This article, written by JPT Technology Editor Chris Carpenter, contains highlights of paper URTeC 2021-5410, “A New Pore-Pressure-Prediction Model for Naturally Fractured Shales and Stacked Plays: The Effect of Active Hydrocarbon Generation—A Powder River Basin Case Study,” by Daniel Orozco and Roberto Aguilera, SPE, University of Calgary. The paper has not been peer reviewed.
The authors introduce a physics-based method for explicit pore-pressure prediction in naturally fractured shale petroleum reservoirs. Failing to account for the actual cause of overpressure leads to underestimation of the pore pressure at depth. This is particularly important in shales that have not yet reached pressure equilibrium because of fluid expansion caused by currently active or recent-in-geologic-time hydrocarbon generation.
The work flow is tested with data from the Powder River Basin, but it should be extendable to other shales worldwide. The approach should prove particularly useful in those undeveloped plays with limited or no regional experience, as in the case of the Cretaceous La Luna shale in Colombia. The computer code for running the pore-pressure work flow described in the complete paper was written in open-source Python programming language. The script makes extensive usage of different Python libraries.
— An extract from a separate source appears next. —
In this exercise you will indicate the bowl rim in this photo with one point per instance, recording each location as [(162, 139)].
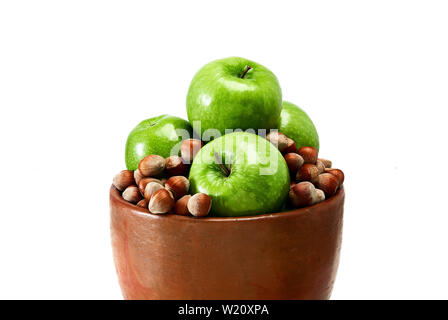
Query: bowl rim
[(115, 198)]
The complete paper includes a substantive section devoted to a discussion of hydrocarbon generation as an overpressure mechanism in shales. Overpressure by fluid expansion in low-permeability rocks occurs when the volume of pore fluids increases with little change in porosity and at a rate that does not allow the effective dissipation of fluids. The fluid-expansion mechanisms include clay dehydration, smectite-illite transformation, hydrocarbon maturation, and oil cracking. The magnitude of overpressure from fluid expansion depends on the rate of volume change, which is rather slow for the burial rates and temperature gradients observed in most basins.
It follows that, in unconventional basins that encompass source rocks with high organic content and very low matrix permeabilities, the maturation of kerogen to oil and gas and oil cracking have the potential to create high-magnitude overpressure. An important aspect of overpressuring caused by hydrocarbon generation is that it has the potential to create natural “hydraulic” fractures.
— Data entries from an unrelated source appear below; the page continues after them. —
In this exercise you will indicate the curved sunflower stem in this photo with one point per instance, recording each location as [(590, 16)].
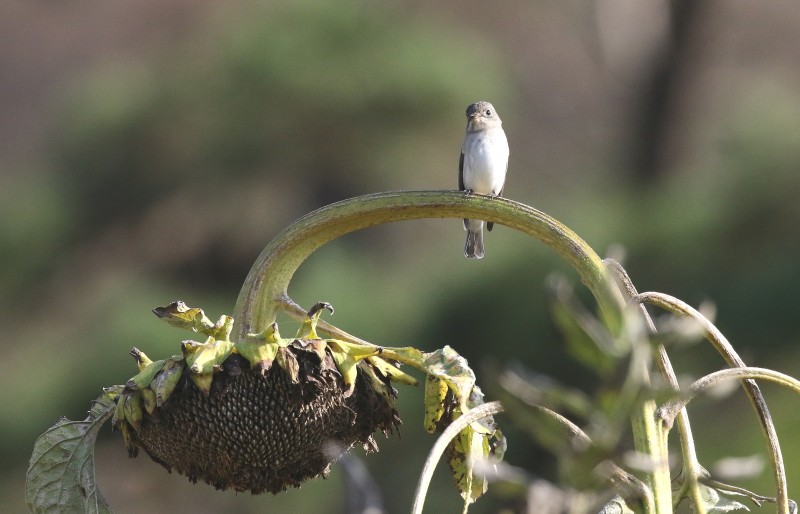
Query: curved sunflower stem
[(264, 292), (265, 289)]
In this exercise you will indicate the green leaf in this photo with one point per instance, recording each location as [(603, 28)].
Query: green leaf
[(451, 367), (61, 474), (462, 454), (202, 359), (714, 502), (178, 314), (435, 393)]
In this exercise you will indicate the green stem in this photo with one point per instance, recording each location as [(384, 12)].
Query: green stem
[(265, 288), (721, 344)]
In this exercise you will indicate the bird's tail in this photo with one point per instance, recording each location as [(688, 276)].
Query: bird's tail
[(473, 248)]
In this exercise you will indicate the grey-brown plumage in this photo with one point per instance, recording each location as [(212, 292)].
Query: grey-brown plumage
[(482, 166)]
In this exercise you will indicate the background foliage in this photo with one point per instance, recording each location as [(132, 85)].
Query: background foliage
[(150, 150)]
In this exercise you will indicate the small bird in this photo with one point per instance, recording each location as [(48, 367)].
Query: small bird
[(482, 167)]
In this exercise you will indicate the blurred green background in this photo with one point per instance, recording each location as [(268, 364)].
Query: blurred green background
[(149, 151)]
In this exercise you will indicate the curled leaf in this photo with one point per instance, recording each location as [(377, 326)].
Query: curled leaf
[(178, 314), (435, 393), (61, 473)]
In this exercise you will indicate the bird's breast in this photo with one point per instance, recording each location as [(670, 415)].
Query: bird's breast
[(485, 161)]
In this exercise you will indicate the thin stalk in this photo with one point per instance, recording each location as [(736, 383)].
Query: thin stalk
[(450, 433), (721, 344), (692, 470)]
The most-likely explanation for the basinwide occurrence of overpressuring in the Rocky Mountains is the thermal generation of oil and gas.
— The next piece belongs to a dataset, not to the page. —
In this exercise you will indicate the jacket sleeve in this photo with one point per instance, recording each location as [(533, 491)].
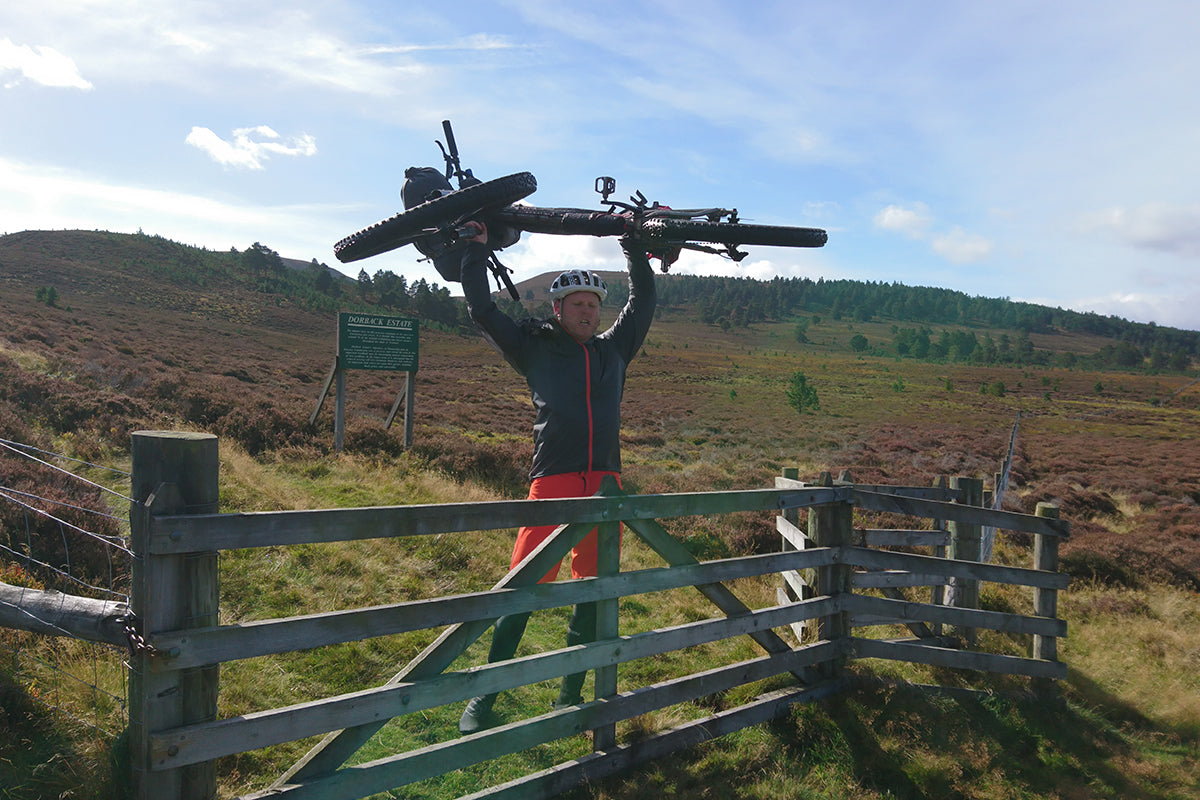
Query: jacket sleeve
[(634, 322), (497, 328)]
Researchers have demonstrated that the Biot coefficient is equal to the quotient of the change in permeability with pore pressure (at constant confining pressure) over the change in permeability with confining pressure (at constant pore pressure). The authors write that previous work indicates that any deformations in fluid-saturated rocks are exclusively the result of variations on the Biot’s (not Terzaghi’s) effective stress.
Because effective stress governs rock deformation, it follows that, whatever the mechanism causing the rock deformation, it should be accounted for and properly explained by the inclusion of the appropriate in-situ Biot coefficient. This statement is the cornerstone of the pore-pressure-prediction work flow.